Spores can be recognized in sections stained with H and E as round oval bodies surrounded by a clear space.[5] Primary cutaneous inoculation histoplasmosis is benign and self-limited in duration. It generally occurs as a laboratory infection. Cutaneous lesions occur in 6% of cases with disseminated histoplasmosis. They consist of either papules or nodules that undergo ulceration, large plaque-like lesions or primary ulcer. In this case, patient has presented as a primary lesion over the scalp, which is the rare site for the histoplasmosis.[5] Very few cases of histoplasmosis of the scalp causing bony erosions have been reported.

References

  1. Bennett JE. Histoplasmosis. In: Kasper DL, Braunwald E, Fauci AS, Hauser SL, Longo DL, Jameson JL, editor. Principles of Internal Medicine. USA: Medical Publishing Division; 2005.

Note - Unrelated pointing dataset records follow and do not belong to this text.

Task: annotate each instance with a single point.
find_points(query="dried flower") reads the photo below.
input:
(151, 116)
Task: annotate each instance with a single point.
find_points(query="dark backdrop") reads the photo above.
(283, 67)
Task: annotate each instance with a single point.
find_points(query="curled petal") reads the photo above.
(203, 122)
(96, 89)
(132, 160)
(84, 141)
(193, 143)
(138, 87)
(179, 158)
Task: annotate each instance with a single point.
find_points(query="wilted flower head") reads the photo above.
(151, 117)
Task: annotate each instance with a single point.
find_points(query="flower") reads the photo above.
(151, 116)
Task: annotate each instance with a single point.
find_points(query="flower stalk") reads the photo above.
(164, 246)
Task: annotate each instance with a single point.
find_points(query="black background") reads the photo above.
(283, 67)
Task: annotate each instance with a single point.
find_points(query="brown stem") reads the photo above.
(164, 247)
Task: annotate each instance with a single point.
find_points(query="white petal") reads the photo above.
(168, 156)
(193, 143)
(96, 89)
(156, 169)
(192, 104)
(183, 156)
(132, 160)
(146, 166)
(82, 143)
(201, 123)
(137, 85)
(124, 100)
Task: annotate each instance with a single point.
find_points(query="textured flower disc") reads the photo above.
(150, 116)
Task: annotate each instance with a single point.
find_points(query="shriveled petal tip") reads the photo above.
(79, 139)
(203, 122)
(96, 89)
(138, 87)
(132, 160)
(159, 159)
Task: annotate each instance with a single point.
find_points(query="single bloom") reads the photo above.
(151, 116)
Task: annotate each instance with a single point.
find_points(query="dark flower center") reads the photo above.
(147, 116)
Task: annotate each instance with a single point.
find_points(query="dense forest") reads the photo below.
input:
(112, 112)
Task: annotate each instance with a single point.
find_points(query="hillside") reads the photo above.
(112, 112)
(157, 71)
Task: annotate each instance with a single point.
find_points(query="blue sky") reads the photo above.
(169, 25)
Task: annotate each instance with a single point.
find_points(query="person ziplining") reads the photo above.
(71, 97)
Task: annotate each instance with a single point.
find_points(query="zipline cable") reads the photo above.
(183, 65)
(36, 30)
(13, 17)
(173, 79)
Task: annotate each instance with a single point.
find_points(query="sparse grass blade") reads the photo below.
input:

  2. Babu NS, Malhotra P, Radotra BD, Verma S, Banerjee AK. Histoplasmosis masquerading as tuberculosis: A case report. Indian J Pathol Microbiol 2003;46:67-8.
  3. Husain AN, Kumar V. The lung. Robins and Cotran: Pathologic Basis of Disease Philadelphia: Saunders Elsevier; 2004.
  4. Rosenblum M, Bilbao JM, Ang LC. Neuromuscular system. In: Ackerman RJ, editor. Surgical Pathology. Missouri: Mosby; 2004.
  5. Hingshaw M, Longley BJ. Fungaldiseases. In: Elder DE, Elenitsas R, Johnson BL, Murphy GF, editors. Histopathology of Skin. Philadelphia: WB Saunders; 2005.